Seriously, if there is one thing to keep from this post is that teams should adopt a zero-tolerance policy for flaky tests.
At the end of the day, most of these frailties come from bad practices such as:
- depending on race conditions: here’s a classic example — you are testing a component with asynchronous behavior. An ever-recurring idea is “I know, let’s put a timer and wait for the action to process!”. The problem is, you will either need to specify a large timer (or bunches of them, in case you are testing a bunch of operations), which will slow the execution, or fine-tune it, which will open the risk of failures in some environments (“Hey, it works on my computer, so why does it fail on the build server?”). The solution to that is the implementation of any variation of an observer pattern: wait for the real async outcome to happen before moving forward.
- lots of shared state: happens both on socialized and isolated tests. On isolated cases, reliance on shared global values (static values or state hidden behind annotations in the Java world, for example) tends to complicate mocking. On socialized tests, reliance on shared, persisted data (a test checks the read of a specific record/document, another one updates it) leads to these situations. The solution is to either reset global state during test setup and/or to guarantee no mutable state is shared.
- reliance on weak assumptions: these are frequently one of the cases above, but also happen often with over reliance on external dependencies. Your tests may assume, for example, another service is always up and will always contain a fixed set of data your are based on. The solution to these cases is the creation of fake services for test execution.
“Wait, solid is good, right? There’s even an acronym that we’ve learned as a must-have!”. Well, SOLID principles are great, but if a test literally never, ever breaks, then a question is begging to be asked — what value does it provide?
The major downside of a stagnant test is that it is a performance detractor: each second you add to test execution is an age in today’s development sense of time and an encouragement to reduce its frequency.
Solid tests may be born this way: if they are exercising code without really validating its quality, they may be just checking availability, instead of full functionality. Increasing your asserts makes these cases more relevant and dynamic.
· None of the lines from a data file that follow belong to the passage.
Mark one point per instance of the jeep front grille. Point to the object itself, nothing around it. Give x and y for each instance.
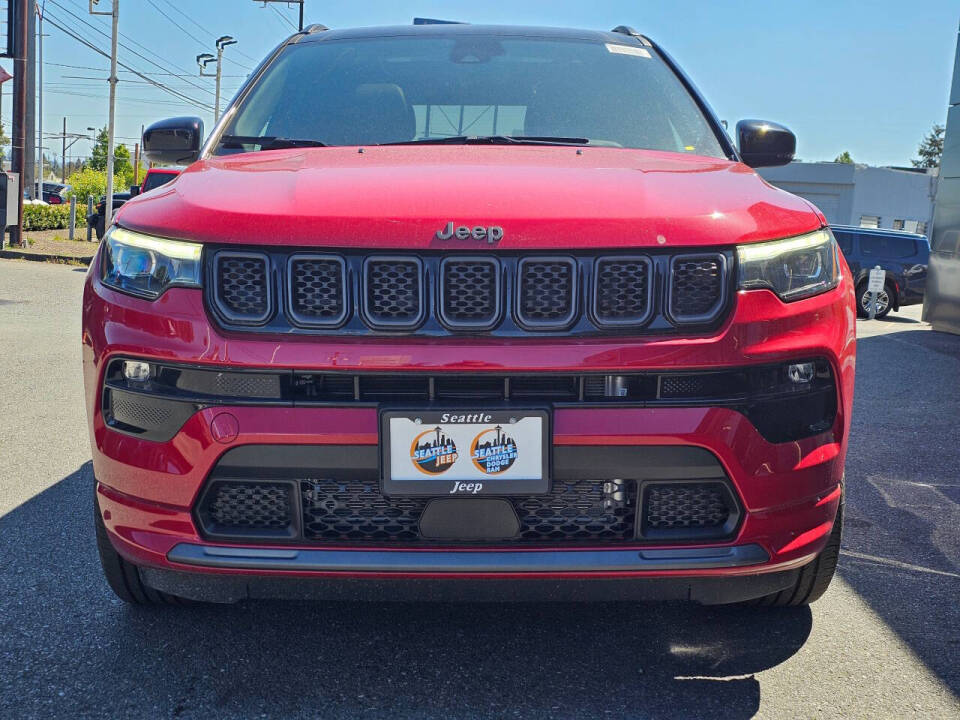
(435, 295)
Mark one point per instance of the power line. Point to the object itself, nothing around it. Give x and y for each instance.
(153, 82)
(283, 17)
(205, 30)
(130, 49)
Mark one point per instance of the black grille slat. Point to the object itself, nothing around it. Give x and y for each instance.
(355, 511)
(547, 294)
(682, 508)
(622, 293)
(470, 292)
(242, 506)
(696, 287)
(317, 287)
(508, 295)
(243, 286)
(393, 292)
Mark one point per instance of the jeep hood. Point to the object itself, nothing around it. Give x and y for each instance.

A more justifiable case is when a test freezes over time. This is usually an indication that their target (AKA subject under test — SUT) has matured into a stable (perhaps even stagnant) state. In such cases, a good approach it to perform an architectural refactoring, moving the SUT into a separate component/microservice.
This is the ideal, middle ground solution: eventual test breakage being an indicator that things are evolving and that yeah, eventually we screw up.
How do I detect these cases?
A pretty good question by now would be “hey, my team does a great job at not breaking the build — in this case, all of our tests would be considered solid”. Fair statement, but the point is: this is not something you should assess on a build server, but on local dev boxes.
This will probably require some level of manual analysis (unfortunately a common need these days), but with the advent of tools such as industrial logic’s TDD dashboard, one can hope to see a new generation of development metrics tools coming to our aid.